¿Sube? No tan rápido: nuevas reglas estrictas para la cultura del ascensor

Por Matt Richtel

Dos empleados de Boston Properties demuestran un distanciamiento seguro en un ascensor en el Centro Prudential de Boston el 22 de junio de 2020. (Tony Luong/The New York Times)
Dos empleados de Boston Properties demuestran un distanciamiento seguro en un ascensor en el Centro Prudential de Boston el 22 de junio de 2020. (Tony Luong/The New York Times)

Llegó el momento de despedirse de la típica charla forzada en los ascensores.

El cambio está llegando a los desplazamientos que hacemos a diario en dirección vertical, ahora que los trabajadores comienzan a regresar a los altos edificios de oficinas en Nueva York y otras ciudades.
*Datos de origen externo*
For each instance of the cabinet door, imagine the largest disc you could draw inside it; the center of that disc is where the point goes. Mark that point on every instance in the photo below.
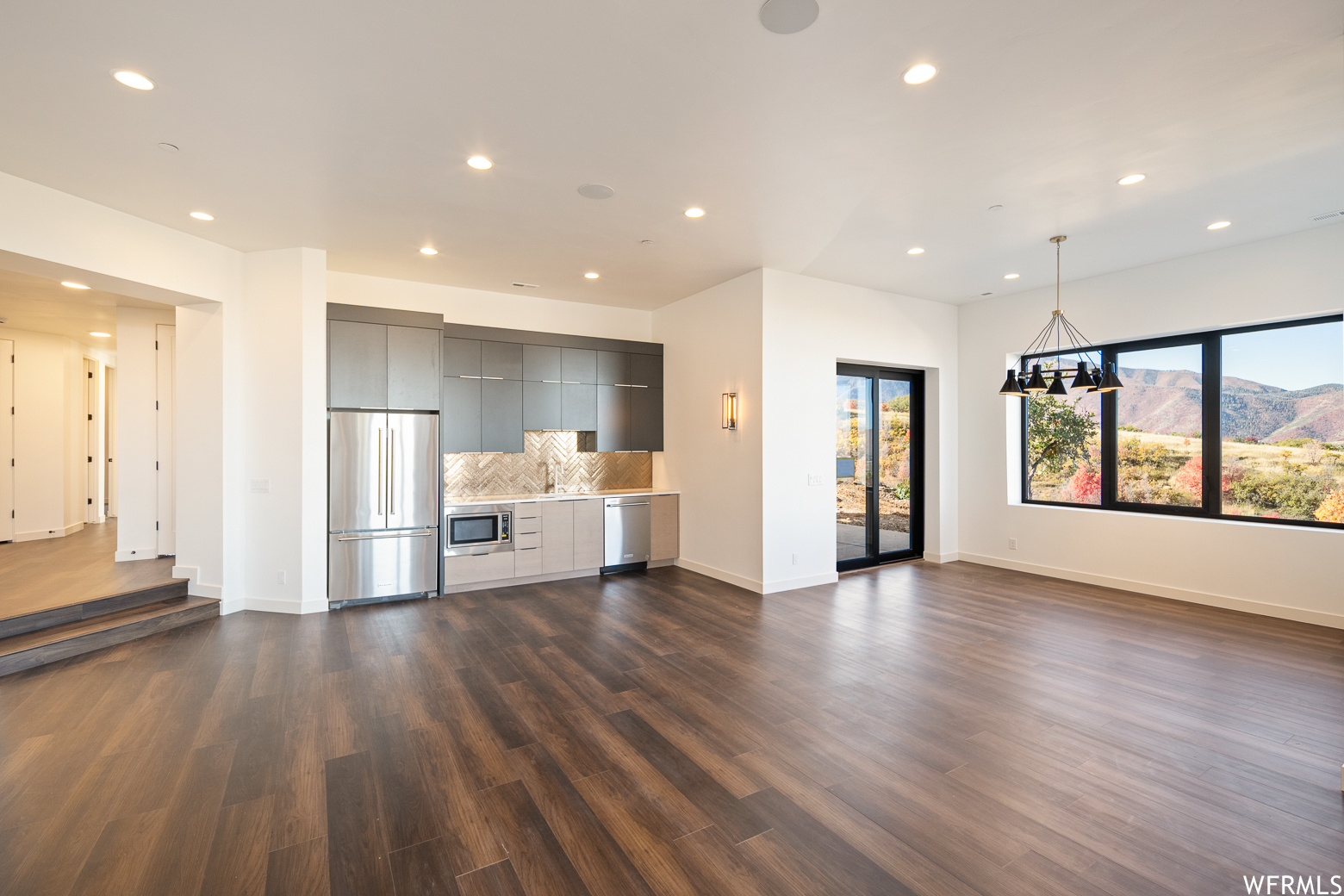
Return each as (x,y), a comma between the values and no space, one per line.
(613,418)
(501,360)
(558,536)
(542,363)
(357,363)
(542,406)
(460,422)
(413,369)
(645,420)
(501,415)
(461,356)
(665,538)
(613,369)
(588,533)
(578,408)
(578,365)
(645,370)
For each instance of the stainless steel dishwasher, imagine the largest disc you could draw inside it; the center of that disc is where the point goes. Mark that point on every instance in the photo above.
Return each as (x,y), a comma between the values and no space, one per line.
(628,523)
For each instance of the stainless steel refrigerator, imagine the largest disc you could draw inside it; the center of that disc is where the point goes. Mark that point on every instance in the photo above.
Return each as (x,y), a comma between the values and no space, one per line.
(383,506)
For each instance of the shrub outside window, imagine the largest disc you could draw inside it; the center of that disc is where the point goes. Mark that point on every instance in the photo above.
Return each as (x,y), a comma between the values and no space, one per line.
(1235,423)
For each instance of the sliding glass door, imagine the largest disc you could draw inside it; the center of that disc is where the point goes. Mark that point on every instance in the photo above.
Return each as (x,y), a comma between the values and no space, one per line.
(880,465)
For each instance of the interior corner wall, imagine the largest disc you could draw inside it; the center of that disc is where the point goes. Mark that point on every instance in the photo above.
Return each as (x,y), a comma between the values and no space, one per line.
(276,423)
(809,326)
(482,308)
(712,344)
(1274,569)
(137,449)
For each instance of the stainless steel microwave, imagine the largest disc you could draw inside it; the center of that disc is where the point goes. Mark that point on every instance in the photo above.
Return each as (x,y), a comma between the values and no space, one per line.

El viaje en ascensor, unos 90 segundos de aburrimiento, se ha convertido en un enigma del cálculo de cómo hacer que la gente vuelva a trabajar de forma segura después de que la pandemia de coronavirus mantuvo a todos en casa durante meses.

Los empleadores y los gerentes de edificios están redactando reglas estrictas para el uso de ascensores: límites rigurosos en el número de pasajeros (cuatro parece ser el nuevo número mágico), lugares designados para maximizar la distancia social, cubrebocas obligatorios, vista hacia adelante y nada de hablar.

Algunas compañías están contratando “consultores de ascensores” para determinar la mejor manera de llevar a miles de personas a sus escritorios, equilibrando el riesgo de la densidad en los ascensores contra un posible atolladero mientras los pasajeros esperan su turno, con al menos 2 metros de separación entre sí.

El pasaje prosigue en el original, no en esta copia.